# Fettuccine Alfredo?



## chave982 (Feb 21, 2007)

I made an alfredo sauce yesterday by melting a stick of butter with a pint of heavy cream, then simmered on low while adding about 3/4 cup of Parmessiano Reggiano cheese. 

This is exactly what the recipe told me to do, but no matter how much I stirred the cheese in, it just formed a bunch of clumps and didn't dissolve well at all.

Can anybody tell me what I did wrong? The sauce tasted fine (with mushrooms and shrimp), but it wasn't nearly as creamy as I was hoping it would be, and there were clumps of cheese all throughout.


----------



## Barb L. (Feb 21, 2007)

I was probably your cheese, has happened to me too!  Other with better answers are coming I'm sure.


----------



## college_cook (Feb 21, 2007)

It probably has to do with the type of cheese you were using.  Any particular brand you use?  Also, 1 stick of butter seems like a lot to me, i don't know, but perhaps the amunt of fat was preventing the cheese from melting properly?


----------



## chave982 (Feb 21, 2007)

I used a container of pre-grated Parmessiano Reggiano cheese (not sure what brand).  Maybe I should've just bought a block of it instead, and grated it myself with a microplane.


----------



## college_cook (Feb 21, 2007)

I've had a container of the pre-grated cheese that was really really dried out before, and it affected my sauce.  The stuff just didn't want to melt.  Maybe that's what happened.


----------



## Barb L. (Feb 21, 2007)

chave982 said:
			
		

> I used a container of pre-grated Parmessiano Reggiano cheese (not sure what brand).  Maybe I should've just bought a block of it instead, and grated it myself with a microplane.

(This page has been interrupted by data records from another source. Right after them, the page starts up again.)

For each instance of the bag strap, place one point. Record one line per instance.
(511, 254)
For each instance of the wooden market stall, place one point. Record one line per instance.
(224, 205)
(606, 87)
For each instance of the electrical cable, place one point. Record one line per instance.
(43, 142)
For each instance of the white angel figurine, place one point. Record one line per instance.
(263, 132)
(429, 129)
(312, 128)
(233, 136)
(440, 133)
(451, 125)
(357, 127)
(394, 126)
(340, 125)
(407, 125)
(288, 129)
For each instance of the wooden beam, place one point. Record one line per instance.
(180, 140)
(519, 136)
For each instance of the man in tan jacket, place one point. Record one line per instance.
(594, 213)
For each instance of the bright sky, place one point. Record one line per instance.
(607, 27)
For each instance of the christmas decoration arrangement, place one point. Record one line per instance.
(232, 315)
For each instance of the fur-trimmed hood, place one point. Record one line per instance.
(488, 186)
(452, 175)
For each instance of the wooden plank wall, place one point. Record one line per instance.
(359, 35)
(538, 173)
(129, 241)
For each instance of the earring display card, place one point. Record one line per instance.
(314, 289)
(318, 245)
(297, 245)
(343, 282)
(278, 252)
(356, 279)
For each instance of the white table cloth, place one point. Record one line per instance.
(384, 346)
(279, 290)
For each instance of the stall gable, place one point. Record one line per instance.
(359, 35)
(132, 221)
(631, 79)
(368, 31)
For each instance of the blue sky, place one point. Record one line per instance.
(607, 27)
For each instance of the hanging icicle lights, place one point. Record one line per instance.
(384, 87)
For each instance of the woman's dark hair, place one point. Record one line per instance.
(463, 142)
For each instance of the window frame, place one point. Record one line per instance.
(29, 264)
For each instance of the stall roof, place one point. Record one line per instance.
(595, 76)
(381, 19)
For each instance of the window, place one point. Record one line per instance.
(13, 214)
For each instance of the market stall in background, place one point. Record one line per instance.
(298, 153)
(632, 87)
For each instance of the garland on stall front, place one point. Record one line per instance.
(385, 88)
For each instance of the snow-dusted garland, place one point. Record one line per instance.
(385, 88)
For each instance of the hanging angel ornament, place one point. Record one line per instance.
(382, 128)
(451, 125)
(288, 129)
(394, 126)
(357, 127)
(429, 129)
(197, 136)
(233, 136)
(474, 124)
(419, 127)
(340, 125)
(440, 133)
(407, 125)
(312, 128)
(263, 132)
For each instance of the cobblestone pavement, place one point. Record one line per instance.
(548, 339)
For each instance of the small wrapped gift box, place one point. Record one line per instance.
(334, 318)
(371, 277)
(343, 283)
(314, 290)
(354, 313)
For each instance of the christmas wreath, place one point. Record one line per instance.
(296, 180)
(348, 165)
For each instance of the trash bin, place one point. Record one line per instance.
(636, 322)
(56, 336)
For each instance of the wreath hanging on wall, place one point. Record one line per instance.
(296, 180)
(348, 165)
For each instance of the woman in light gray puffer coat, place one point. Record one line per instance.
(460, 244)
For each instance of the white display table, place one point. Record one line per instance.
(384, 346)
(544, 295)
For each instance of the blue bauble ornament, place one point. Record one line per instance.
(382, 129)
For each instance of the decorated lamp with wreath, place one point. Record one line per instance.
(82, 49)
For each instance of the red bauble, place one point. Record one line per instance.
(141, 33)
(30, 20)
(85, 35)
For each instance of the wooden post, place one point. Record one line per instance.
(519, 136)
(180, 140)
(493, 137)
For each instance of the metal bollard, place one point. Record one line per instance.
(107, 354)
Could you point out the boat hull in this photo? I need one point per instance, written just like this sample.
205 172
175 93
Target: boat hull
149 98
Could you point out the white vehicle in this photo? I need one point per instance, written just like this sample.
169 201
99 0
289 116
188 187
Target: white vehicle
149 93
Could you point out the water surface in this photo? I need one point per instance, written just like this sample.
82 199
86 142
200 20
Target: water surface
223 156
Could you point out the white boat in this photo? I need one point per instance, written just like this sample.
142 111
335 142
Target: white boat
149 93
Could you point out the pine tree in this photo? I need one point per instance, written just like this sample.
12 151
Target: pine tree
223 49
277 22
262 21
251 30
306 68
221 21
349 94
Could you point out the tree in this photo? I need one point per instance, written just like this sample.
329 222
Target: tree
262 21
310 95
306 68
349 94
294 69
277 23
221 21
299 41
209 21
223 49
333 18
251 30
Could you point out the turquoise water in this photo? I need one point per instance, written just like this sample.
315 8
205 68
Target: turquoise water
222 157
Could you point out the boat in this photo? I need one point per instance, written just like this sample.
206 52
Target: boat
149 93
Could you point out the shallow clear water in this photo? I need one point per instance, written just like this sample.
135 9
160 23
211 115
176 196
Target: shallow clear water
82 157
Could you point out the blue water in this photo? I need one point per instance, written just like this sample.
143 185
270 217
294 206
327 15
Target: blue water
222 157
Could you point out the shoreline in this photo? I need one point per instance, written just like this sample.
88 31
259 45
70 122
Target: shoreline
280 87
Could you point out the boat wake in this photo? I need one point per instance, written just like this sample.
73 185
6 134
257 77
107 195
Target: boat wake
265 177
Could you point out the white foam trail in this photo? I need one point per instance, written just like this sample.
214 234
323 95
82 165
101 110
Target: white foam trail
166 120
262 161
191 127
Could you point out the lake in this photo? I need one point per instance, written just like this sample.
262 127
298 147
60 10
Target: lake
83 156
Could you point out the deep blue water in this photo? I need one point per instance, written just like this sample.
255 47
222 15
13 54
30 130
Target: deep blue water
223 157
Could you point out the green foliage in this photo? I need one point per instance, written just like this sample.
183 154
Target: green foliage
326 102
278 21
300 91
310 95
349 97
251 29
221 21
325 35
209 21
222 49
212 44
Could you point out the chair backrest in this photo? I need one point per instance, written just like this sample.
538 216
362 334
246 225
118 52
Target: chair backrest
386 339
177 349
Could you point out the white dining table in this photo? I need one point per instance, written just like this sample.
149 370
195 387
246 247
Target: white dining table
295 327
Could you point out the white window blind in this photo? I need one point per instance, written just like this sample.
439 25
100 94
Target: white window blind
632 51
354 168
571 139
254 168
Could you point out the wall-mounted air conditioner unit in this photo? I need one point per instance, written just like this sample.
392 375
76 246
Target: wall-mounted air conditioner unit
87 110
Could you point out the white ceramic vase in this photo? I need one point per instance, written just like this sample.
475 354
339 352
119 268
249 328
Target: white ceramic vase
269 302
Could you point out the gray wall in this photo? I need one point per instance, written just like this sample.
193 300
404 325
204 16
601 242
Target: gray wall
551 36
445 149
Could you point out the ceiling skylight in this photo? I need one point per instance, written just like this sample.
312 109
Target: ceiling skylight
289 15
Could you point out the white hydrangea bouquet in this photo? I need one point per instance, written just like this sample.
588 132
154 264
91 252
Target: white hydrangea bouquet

 When I had the same problem I grated mine- same results !


----------



## chave982 (Feb 21, 2007)

Funny...I think Alfredo sauce is one of the few things that's cheaper to buy pre-made then to make from scratch.  Parmessiano Reggiano is really expensive!  Costs about $17 per pound here.


----------



## BreezyCooking (Feb 21, 2007)

Not that this solves your problem, but my husband developed this recipe for a "lower-fat" version of Fettucine Alfredo, & it turns out perfect every time.  In fact, I've even grown to like it better than the regular version, since the yogurt gives it a tangier flavor.

YOGURT FETTUCINE ALFREDO
 
1 stick (1/4#) “Can’t Believe It’s Not Butter”
2 cups plain yogurt
½ cup sour cream
1 cup grated parmesan or romano cheese, + extra for sprinkling
1 pound fettucini – regular, spinach, or ½ & ½
 
Cook pasta to al dente stage according to package directions & drain.
 
In the same pot the pasta was cooked in, melt the “Can’t Believe” & add & combine the yogurt, sour cream, & grated cheese. Stir gently over medium heat until cheese starts to melt & mixture is just heated through.  Add drained pasta back to pot & combine gently.  Serve sprinkled with extra grated cheese.


----------



## Andy M. (Feb 21, 2007)

It was your method that caused the cheese's clumping.

The butter and heavy cream should be cooked to reduce and thicken it.  When it's the rightconsistency, turn off the heat then stir in the cheese.  Toss with the fettucine and serve.


----------



## ChefJune (Feb 21, 2007)

I have never found Parmigiano cheese to be a good melting cheese...  I mix it with breadcrumbs for toppings, but for melting in cream, it has always been a disaster.


----------